The Bend, Oregon residential real estate market has been fast and furious over the past few months, as our population continues to grow rapidly. It’s no surprise. Central Oregon has it all – from beautiful scenery to virtually unlimited recreational opportunities and from cultural amenities to professional resources.

Coupled with rapid growth, outside pressures and issues have created some unique challenges in the space over the past few months. We sat down with Linda Schmitz, Brooks Resources Realty Principal Broker, to get her thoughts and perspective on what’s going on in the Bend, Oregon residential real estate market right now, and why, along with a few thoughts of what’s around the corner. 


Tell us a little bit about what’s going on in the Bend Oregon residential real estate market right now.

Beginning in the summer of 2020, high demand combined with low inventory created a strong seller’s market in Bend. Through summer 2021, newly listed properties often went pending within days and many received multiple offers, frequently resulting in a sales price above the asking price.

Now, we are seeing a slight softening in the market, with fewer competing offers submitted and some price reductions, though it is still a strong seller’s market. Inventory is currently at a one-month supply (this is the time period it would take for all single family homes on the market to sell). A balanced market would be a six-month supply of inventory.
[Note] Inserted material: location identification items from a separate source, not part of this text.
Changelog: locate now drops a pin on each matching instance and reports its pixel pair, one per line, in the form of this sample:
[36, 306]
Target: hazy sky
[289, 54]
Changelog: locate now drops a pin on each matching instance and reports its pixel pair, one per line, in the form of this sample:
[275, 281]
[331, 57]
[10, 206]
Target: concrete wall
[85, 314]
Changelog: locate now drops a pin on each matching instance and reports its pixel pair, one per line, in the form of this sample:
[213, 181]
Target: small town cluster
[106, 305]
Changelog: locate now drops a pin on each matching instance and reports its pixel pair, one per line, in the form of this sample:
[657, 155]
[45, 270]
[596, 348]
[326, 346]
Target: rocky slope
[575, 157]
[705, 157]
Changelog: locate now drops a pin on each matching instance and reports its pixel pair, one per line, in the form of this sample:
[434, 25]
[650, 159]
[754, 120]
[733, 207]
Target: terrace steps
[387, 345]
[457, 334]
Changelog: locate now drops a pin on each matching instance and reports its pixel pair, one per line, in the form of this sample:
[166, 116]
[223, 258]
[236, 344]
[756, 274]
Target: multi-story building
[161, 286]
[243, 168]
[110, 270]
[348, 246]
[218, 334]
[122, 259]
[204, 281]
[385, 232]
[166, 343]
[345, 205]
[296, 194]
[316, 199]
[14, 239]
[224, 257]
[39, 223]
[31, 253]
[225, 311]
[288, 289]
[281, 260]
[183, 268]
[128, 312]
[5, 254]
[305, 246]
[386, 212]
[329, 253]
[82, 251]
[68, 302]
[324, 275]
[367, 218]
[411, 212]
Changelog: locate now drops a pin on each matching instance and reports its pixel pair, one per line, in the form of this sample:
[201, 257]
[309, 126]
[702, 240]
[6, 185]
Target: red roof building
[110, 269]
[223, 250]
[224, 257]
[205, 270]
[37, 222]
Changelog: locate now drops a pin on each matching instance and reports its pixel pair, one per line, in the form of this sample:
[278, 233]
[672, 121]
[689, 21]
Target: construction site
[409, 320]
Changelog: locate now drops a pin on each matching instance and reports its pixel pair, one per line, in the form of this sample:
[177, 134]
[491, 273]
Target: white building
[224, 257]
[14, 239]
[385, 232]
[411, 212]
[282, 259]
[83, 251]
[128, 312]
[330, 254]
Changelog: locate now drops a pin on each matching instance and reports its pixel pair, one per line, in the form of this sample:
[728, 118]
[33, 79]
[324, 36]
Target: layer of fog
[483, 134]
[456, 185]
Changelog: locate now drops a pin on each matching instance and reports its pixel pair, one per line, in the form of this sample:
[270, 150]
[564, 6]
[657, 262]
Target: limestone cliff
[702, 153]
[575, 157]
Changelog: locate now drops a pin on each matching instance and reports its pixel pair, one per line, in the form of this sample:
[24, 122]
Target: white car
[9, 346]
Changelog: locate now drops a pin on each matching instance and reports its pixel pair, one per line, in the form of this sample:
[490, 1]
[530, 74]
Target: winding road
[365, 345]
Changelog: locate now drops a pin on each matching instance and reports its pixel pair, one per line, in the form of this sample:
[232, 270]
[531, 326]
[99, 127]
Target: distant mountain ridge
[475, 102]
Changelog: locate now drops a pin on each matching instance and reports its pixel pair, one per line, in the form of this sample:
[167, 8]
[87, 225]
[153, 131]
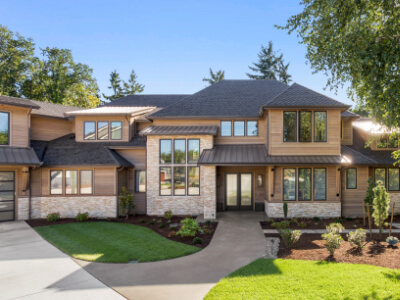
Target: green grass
[113, 242]
[298, 279]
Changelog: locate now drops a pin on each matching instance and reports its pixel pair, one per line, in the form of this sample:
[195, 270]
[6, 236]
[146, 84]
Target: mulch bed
[376, 251]
[145, 221]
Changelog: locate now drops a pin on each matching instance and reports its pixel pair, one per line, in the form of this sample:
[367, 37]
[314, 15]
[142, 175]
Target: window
[179, 151]
[305, 133]
[252, 128]
[89, 130]
[102, 130]
[193, 181]
[380, 175]
[238, 128]
[56, 182]
[320, 126]
[289, 126]
[165, 181]
[319, 184]
[226, 128]
[86, 182]
[193, 151]
[71, 182]
[304, 185]
[351, 178]
[4, 128]
[140, 177]
[165, 151]
[394, 182]
[289, 184]
[116, 130]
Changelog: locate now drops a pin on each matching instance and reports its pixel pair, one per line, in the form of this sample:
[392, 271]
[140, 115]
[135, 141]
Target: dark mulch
[376, 251]
[145, 221]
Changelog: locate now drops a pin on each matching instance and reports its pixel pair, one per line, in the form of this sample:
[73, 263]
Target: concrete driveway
[31, 268]
[237, 241]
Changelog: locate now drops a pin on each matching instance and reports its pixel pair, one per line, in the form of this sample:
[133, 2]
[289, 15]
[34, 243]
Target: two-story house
[235, 145]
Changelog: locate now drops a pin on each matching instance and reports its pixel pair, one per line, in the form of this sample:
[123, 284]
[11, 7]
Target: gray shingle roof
[299, 96]
[227, 98]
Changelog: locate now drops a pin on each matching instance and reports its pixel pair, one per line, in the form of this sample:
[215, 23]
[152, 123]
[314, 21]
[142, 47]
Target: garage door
[7, 199]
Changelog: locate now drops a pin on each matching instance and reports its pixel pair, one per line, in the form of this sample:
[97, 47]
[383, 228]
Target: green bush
[189, 227]
[357, 238]
[54, 217]
[332, 241]
[290, 237]
[82, 217]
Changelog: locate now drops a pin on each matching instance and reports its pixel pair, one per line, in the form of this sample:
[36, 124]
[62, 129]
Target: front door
[7, 192]
[239, 191]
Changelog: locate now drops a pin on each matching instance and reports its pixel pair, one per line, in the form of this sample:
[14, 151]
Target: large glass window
[351, 178]
[304, 185]
[193, 181]
[71, 182]
[305, 133]
[140, 181]
[56, 182]
[252, 128]
[193, 151]
[165, 151]
[89, 130]
[102, 130]
[86, 182]
[289, 126]
[320, 184]
[226, 128]
[4, 128]
[166, 181]
[116, 130]
[179, 151]
[320, 126]
[394, 176]
[289, 184]
[238, 128]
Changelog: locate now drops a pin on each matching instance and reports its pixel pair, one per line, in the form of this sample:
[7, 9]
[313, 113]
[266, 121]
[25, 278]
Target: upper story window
[4, 128]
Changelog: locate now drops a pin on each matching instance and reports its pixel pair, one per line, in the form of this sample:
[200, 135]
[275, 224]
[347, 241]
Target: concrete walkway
[31, 268]
[237, 241]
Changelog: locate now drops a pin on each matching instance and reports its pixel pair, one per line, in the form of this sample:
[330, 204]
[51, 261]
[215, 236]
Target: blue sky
[170, 44]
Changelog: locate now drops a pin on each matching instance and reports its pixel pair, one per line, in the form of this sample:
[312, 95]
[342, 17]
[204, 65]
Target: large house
[235, 145]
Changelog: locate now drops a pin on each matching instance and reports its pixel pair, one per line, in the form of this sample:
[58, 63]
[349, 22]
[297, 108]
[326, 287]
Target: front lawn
[112, 242]
[296, 279]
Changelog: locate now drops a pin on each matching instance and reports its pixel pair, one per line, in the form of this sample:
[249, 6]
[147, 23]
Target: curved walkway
[237, 241]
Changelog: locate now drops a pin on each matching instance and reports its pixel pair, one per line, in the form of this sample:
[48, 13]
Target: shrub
[357, 238]
[189, 227]
[335, 227]
[290, 237]
[332, 241]
[82, 217]
[54, 217]
[197, 240]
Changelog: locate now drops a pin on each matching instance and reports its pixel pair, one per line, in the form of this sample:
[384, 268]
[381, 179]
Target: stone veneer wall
[180, 205]
[304, 209]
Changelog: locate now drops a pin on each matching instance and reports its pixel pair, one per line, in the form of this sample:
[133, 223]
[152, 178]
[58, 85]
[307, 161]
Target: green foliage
[189, 227]
[53, 217]
[381, 206]
[290, 237]
[82, 217]
[215, 77]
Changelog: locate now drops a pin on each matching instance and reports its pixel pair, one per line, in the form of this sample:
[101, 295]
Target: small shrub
[197, 240]
[332, 241]
[54, 217]
[335, 227]
[82, 217]
[290, 237]
[357, 238]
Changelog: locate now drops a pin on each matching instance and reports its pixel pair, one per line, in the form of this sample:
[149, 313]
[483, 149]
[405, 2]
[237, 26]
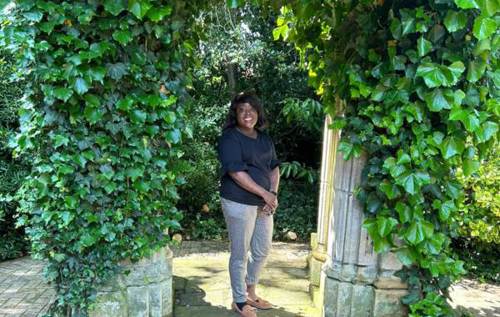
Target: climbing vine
[102, 121]
[419, 81]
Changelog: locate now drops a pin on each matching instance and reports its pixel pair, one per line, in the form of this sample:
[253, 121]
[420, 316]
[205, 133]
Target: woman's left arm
[275, 179]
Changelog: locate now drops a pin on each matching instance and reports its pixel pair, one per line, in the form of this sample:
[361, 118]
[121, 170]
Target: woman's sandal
[246, 311]
[259, 303]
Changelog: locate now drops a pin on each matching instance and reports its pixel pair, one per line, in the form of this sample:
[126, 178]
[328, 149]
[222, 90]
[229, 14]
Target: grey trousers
[249, 230]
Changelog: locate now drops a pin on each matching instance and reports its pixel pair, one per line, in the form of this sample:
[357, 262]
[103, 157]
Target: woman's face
[246, 116]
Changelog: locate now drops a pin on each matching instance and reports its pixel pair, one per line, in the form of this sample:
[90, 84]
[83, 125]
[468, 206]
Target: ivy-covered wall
[102, 122]
[420, 82]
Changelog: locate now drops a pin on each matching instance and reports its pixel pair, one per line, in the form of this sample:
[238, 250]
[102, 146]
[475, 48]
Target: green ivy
[102, 122]
[414, 84]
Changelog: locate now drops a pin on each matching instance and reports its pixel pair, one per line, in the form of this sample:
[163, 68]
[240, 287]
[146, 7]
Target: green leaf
[470, 166]
[405, 256]
[452, 146]
[117, 70]
[390, 190]
[455, 21]
[92, 114]
[125, 104]
[81, 86]
[404, 211]
[122, 36]
[157, 14]
[486, 131]
[134, 173]
[484, 27]
[423, 46]
[475, 70]
[488, 7]
[409, 182]
[115, 7]
[432, 75]
[436, 100]
[415, 233]
[63, 93]
[466, 4]
[446, 209]
[139, 8]
[138, 116]
[385, 225]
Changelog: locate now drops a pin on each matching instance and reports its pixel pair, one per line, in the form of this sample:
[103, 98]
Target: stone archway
[347, 277]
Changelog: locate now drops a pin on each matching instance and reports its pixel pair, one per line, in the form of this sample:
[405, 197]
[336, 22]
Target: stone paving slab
[202, 285]
[22, 289]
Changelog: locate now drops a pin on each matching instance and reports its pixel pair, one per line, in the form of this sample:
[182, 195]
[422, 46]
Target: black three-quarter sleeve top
[238, 152]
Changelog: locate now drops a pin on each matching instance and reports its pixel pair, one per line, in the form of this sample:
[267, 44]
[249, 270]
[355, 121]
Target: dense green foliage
[479, 219]
[102, 123]
[12, 171]
[419, 85]
[236, 52]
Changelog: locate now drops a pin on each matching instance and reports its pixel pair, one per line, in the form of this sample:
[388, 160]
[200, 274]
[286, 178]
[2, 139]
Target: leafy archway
[103, 121]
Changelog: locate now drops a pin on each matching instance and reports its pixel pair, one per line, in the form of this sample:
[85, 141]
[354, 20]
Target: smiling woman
[249, 185]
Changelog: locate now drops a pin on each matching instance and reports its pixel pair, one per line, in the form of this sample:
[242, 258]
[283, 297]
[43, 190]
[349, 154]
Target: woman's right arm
[244, 180]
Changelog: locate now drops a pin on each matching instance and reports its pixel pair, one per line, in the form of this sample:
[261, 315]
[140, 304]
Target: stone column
[145, 292]
[319, 239]
[356, 281]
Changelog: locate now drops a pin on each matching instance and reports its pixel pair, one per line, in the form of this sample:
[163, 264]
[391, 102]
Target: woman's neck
[250, 132]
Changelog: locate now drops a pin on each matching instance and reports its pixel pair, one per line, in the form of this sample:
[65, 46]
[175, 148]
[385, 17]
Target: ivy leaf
[451, 147]
[122, 36]
[405, 256]
[139, 8]
[81, 86]
[92, 114]
[390, 190]
[488, 7]
[409, 182]
[470, 166]
[385, 225]
[486, 131]
[63, 93]
[133, 173]
[436, 100]
[415, 233]
[404, 211]
[125, 104]
[138, 116]
[117, 70]
[484, 27]
[115, 7]
[475, 70]
[423, 46]
[455, 21]
[466, 4]
[446, 209]
[157, 14]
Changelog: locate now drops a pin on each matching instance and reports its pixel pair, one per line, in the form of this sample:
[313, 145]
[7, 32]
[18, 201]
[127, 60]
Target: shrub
[478, 243]
[12, 171]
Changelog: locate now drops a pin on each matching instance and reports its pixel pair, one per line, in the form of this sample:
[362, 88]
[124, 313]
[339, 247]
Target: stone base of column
[315, 262]
[145, 291]
[354, 290]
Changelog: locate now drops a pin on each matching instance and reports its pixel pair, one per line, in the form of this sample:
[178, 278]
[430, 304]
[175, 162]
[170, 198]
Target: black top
[238, 152]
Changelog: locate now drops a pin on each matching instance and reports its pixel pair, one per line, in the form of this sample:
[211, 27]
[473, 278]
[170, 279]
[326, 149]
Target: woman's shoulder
[228, 133]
Bend is growing fast. Why is it so popular right now? What groups of people are coming here?

Bend continues to attract people because of the area’s natural beauty and quality of life found here. The myriad of opportunities for outdoor recreation and Bend’s smaller town feel has long attracted everyone from young families to retirees.

We also know that many professionals began working from home because of the pandemic— which meant they could live just about anywhere, including Bend. And, at least for the time being, this is still the case.

We’re seeing the majority of buyers who are relocating to Bend or buying second homes are from west coast urban areas, but people are moving here from many parts of the country.  Although the price of a home in Bend has significantly trended upward when compared to the past several years, Bend is still considered a good value for buyers coming from even higher-end markets such as Portland, Seattle, the Bay Area, and San Diego.

How is the current market in Bend affecting home ownership for different populations?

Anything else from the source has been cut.